É notório que muitos dos casos de corrupção conhecidos no país se originam de relações constituídas à época das campanhas eleitorais, onde há farta irrigação de recursos oriundos de empresas, que muitas vezes são as beneficiadas em contratações feitas pelos eleitos que apoiaram. São naturais e óbvios os entraves fiscalizatórios para o contratante em relação ao cumprimento das obrigações do contratado que o ajudou a conquistar o poder.

As regras eleitorais precisam coibir os abusos de poder econômico e conferir equilíbrio às disputas, permitindo que o melhor projeto para o bem comum, mesmo que sem recursos, seja o escolhido.

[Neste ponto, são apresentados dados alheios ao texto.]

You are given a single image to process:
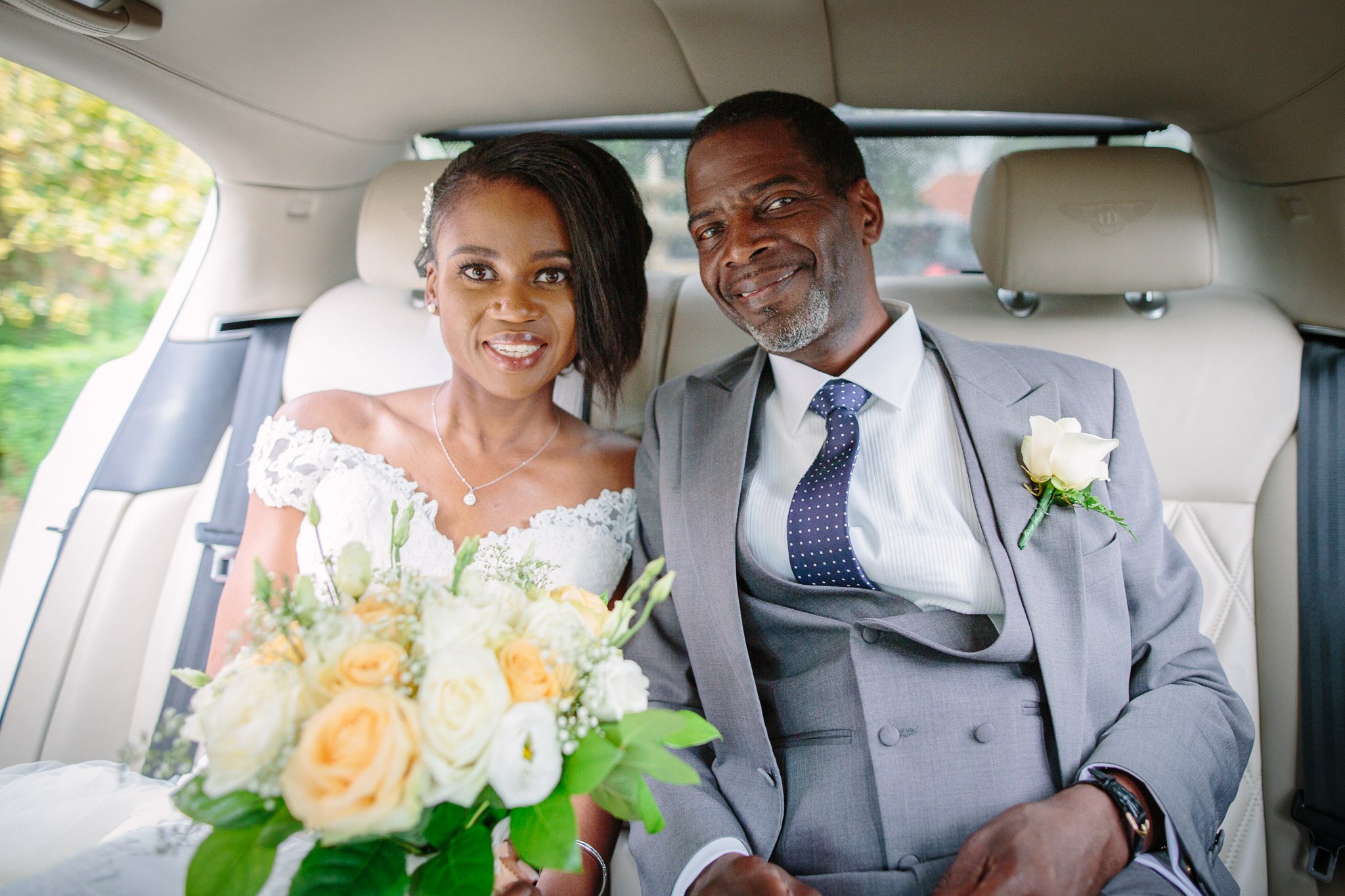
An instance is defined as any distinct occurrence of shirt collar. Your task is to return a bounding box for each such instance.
[769,302,924,430]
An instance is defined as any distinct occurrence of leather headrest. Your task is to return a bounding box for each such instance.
[971,146,1217,295]
[355,158,448,289]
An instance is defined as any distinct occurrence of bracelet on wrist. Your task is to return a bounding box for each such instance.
[574,840,607,896]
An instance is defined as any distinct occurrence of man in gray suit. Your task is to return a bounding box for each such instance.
[628,91,1252,896]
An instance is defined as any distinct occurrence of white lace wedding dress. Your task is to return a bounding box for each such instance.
[0,416,635,896]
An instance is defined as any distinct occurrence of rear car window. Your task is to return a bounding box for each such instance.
[416,126,1190,277]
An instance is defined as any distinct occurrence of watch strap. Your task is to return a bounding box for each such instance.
[1082,769,1149,861]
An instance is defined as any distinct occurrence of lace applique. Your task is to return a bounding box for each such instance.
[248,416,436,519]
[519,489,636,551]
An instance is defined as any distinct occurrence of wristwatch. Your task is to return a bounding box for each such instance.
[1080,769,1149,861]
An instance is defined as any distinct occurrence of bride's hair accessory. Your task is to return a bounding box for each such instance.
[421,181,435,249]
[429,383,561,507]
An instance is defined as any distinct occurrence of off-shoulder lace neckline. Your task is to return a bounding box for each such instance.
[263,415,635,549]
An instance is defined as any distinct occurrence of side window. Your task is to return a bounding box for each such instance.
[0,59,213,567]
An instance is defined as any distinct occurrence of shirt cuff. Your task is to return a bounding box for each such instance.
[1078,763,1201,896]
[670,837,753,896]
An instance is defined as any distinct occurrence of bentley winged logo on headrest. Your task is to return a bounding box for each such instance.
[1060,199,1157,236]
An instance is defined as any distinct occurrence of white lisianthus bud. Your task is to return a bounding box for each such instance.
[1022,416,1120,492]
[580,656,650,721]
[487,701,562,809]
[334,542,374,598]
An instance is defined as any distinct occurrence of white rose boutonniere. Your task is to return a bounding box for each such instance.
[1018,416,1136,551]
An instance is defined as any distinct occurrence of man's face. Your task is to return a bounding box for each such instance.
[686,121,882,354]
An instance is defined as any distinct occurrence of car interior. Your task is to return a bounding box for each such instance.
[0,0,1345,896]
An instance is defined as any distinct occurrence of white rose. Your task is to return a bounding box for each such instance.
[487,701,561,809]
[519,597,596,660]
[420,595,511,657]
[416,645,510,806]
[183,662,316,797]
[580,657,650,721]
[1022,416,1120,492]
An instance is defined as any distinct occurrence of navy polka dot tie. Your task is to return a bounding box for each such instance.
[788,380,877,588]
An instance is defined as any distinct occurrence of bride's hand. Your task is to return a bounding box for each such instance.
[493,840,540,896]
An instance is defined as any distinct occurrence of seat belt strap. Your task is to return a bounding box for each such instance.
[1291,331,1345,881]
[159,318,295,752]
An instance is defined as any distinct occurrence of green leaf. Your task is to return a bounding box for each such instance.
[289,838,403,896]
[411,825,495,896]
[425,803,467,849]
[656,710,722,750]
[561,731,621,796]
[508,790,581,872]
[616,710,684,747]
[172,775,275,829]
[172,669,214,689]
[257,800,304,847]
[253,557,271,603]
[453,534,481,594]
[187,825,276,896]
[636,778,665,834]
[621,740,701,786]
[589,765,644,821]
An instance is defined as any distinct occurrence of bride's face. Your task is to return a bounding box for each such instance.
[425,181,577,399]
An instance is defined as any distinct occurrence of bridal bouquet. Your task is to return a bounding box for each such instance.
[173,505,718,896]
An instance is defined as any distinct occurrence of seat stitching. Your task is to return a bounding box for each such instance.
[1224,765,1266,865]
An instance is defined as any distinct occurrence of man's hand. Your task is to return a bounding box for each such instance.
[686,853,820,896]
[935,784,1130,896]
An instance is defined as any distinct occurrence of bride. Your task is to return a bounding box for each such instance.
[0,133,651,896]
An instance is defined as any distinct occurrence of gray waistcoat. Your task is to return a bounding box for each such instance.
[737,384,1059,893]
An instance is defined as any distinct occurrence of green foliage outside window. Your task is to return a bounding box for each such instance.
[0,59,213,497]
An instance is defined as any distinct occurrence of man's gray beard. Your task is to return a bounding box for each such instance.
[747,284,831,354]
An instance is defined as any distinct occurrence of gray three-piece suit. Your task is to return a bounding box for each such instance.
[627,326,1252,896]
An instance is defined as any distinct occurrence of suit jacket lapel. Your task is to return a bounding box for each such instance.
[921,325,1088,780]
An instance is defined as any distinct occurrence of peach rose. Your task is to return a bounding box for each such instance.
[546,584,611,634]
[499,638,561,702]
[336,641,406,688]
[280,687,425,842]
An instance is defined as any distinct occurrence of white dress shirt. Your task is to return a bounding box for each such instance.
[671,302,1199,896]
[742,302,1005,624]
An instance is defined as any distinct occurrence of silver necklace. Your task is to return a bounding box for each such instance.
[429,383,561,507]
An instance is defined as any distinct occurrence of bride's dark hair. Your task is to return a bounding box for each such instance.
[416,132,653,403]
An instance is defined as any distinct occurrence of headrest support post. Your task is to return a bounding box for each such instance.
[1126,290,1168,321]
[998,289,1041,317]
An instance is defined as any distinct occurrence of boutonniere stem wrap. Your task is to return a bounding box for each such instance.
[1018,416,1136,551]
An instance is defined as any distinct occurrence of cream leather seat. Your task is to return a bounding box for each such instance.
[247,148,1302,896]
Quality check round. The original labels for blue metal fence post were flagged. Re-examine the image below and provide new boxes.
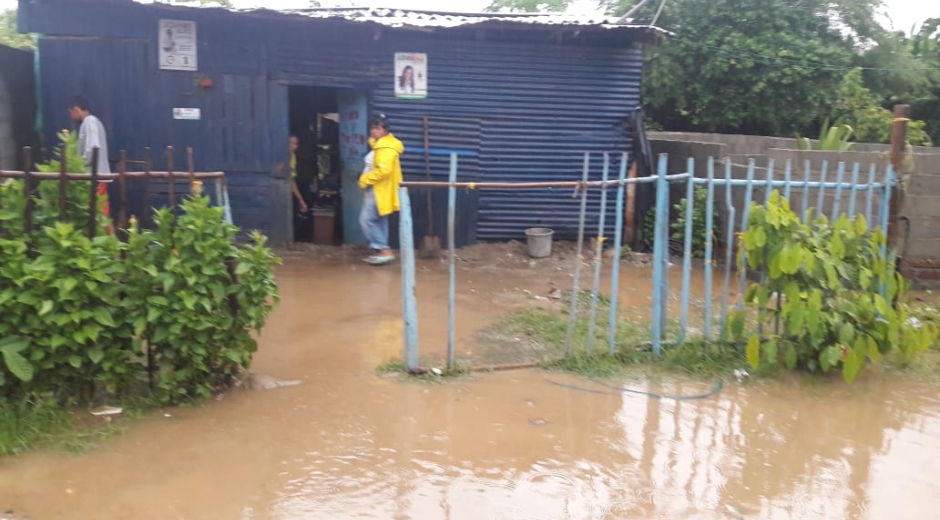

Além disso, é notória a grave crise de representatividade política, sendo imperioso que se discuta o voto distrital para aproximar representante e representado, melhorando a qualidade de nossa democracia representativa, entre outros aspectos envolvidos no tema reforma política.

O pacote anticorrupção apresentado pela Procuradoria Geral da República também traz algumas importantes proposições visando a eficiência no combate jurídico à corrupção, como a criminalização do caixa 2 e do enriquecimento ilícito. Proponho a priorização drástica processual dos julgamentos envolvendo ofensas ao patrimônio público.

Acrescento, por fim, visando a eficiência punitiva da corrupção, a ideia de instituir a pena de confisco parcial ou integral de patrimônio para violadores do patrimônio público, já que é sabido que a pena patrimonial é tendência internacional testada e aprovada, sendo interessante que a punição guarde proporção com o patrimônio do violador e não com o dano, para que não possa chegar à conclusão que vale a pena correr o risco e cumprir a pena.